My first 3-gun match was put on by the Coast Guard Academy in Hartford, Conn., and I wasn’t sure what to expect. In such cases, I always err on the side of “bring everything.” My son and I loaded the truck with guns and ammunition until the springs bent backward, but we found out that we still didn’t have the right stuff.
I shot the match with an M1911 with 10-round magazines and 230-grain hardball factory ammunition. I quickly figured out that the gun didn’t hold enough rounds and had too much recoil to be competitive. The M1911 with a different magazine capacity has a home in 3-gun’s Heavy Metal division, but I wanted to shoot in Tactical Optics (TO). So, I started looking for another pistol. I shot the next season with a .40 S&W, but found that was a mistake as well.

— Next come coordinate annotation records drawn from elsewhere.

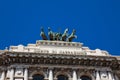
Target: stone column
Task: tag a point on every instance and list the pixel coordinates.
(74, 75)
(97, 75)
(12, 74)
(50, 74)
(110, 75)
(3, 76)
(26, 74)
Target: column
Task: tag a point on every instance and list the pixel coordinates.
(97, 75)
(3, 76)
(12, 74)
(74, 75)
(110, 75)
(50, 74)
(26, 74)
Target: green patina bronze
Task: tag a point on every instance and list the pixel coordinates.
(42, 34)
(65, 35)
(58, 36)
(50, 34)
(72, 36)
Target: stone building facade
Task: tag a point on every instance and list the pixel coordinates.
(57, 60)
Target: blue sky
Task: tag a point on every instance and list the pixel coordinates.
(97, 22)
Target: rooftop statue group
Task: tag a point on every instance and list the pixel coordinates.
(58, 36)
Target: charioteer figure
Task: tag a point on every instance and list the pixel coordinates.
(72, 36)
(42, 34)
(65, 35)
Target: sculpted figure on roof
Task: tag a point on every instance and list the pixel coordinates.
(72, 36)
(54, 36)
(42, 34)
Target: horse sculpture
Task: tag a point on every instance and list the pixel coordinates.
(51, 34)
(72, 36)
(65, 34)
(58, 36)
(42, 34)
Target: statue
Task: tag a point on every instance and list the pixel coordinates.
(65, 34)
(58, 36)
(72, 36)
(50, 34)
(42, 34)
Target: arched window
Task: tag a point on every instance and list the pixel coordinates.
(38, 77)
(62, 77)
(85, 78)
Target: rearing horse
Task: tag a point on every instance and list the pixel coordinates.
(51, 34)
(42, 34)
(65, 34)
(72, 36)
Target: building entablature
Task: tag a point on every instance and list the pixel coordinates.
(58, 47)
(9, 58)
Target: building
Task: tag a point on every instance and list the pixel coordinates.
(57, 60)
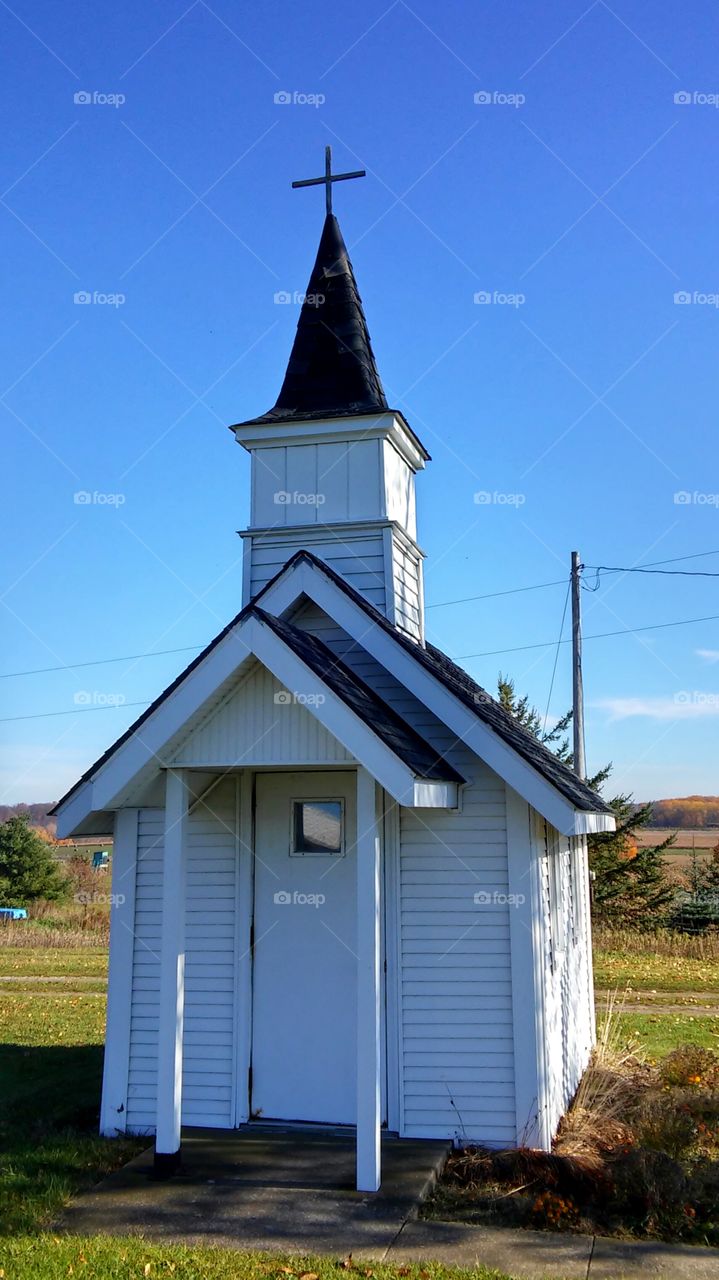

Bruce Piatt had told me to get a 9 mm Luger pistol and be done with it, but I didn’t listen. As I got to know more of the top shooters, I realized that they were almost all shooting 9 mm handguns in TO class.
I chose the .40 S&W because, at the time, I was also shooting a few USPSA handgun and Multi-Gun matches with power-factor rules, in which the 9 mm was limited to a minor classification and scoring. I thought the .40 S&W made sense as a compromise. The .40 S&W has more magazine capacity and less recoil than a .45 ACP, but unlike the 9 mm it is powerful enough to make major classification for scoring. It seemed like the perfect compromise, but I was wrong. The .40 S&W cost more than it gave because of more recoil and lower magazine capacity than the 9 mm. For every 3-gun match I shot in which the 9 mm was scored as minor, there were several others using the IMG rules in which the 9 mm competed with all other cartridges.
I didn’t want to be held back in those matches in which the 9 mm was considered a minor scoring cartridge, but I also didn’t want to be handicapped by the stiffer recoil and reduced magazine capacity of the .40 S&W in the majority of 3-gun matches that use the IMG rules.
The answer was pretty clear for a gun guy: Just buy two guns. Any excuse for another pistol, right? But, I wanted to do something a little more unusual. I started thinking; I have multiple uppers for my AR-15 rifle. I use the same lower with different uppers chambered for .223 Rem., 6.8 SPC, 6.5 Grendel, .50 Beowulf and other cartridges. So why not create one handgun with two different uppers? One would be in 9 mm Luger for shooting most 3-gun matches, and the other would be in .40 S&W for those USPSA matches in which a major power-factor cartridge is important.
I called my buddy Larry Weeks at Brownells to see if this was possible. I wanted to build the gun myself in my shop. It was going to be based on the STI 2011 handgun, and Brownells sells the slides and frames in a set that are fitted so that most of the precision fitting of the two is already done. The Kart barrels we were going to use can be fitted with hand tools, so the project was well-within my capabilities and tooling—except I wanted the “switch-slide” capability so that I could shoot both 9 mm and .40 S&W with the same gun. That meant that two slides had to be precision fitted to a single frame. In this case the slides would be unfinished and would need a lot of work. I realized that I lacked the experience and equipment for that, because I didn’t have a milling machine or a lathe at the time.
Weeks introduced me to another Brownells employee, Tony Barnes, who builds competition handguns as a sideline, and that’s how my 3-gun pistol was conceived. Barnes had built a gun for Weeks to compete with, and I decided to have him do the same for me.
I traveled to Brownells’ headquarters in Iowa to watch Barnes do the initial work. For a gun guy who loves to tinker and do hobby gunsmithing projects, this was the ultimate journey. Brownells has been my go-to place for anything gunsmith-related. It operates with small-town values where honesty, integrity and quality are still important concepts. The company’s horizontal-format catalog is as much a part of gun culture as the smell of Hoppe’s No. 9.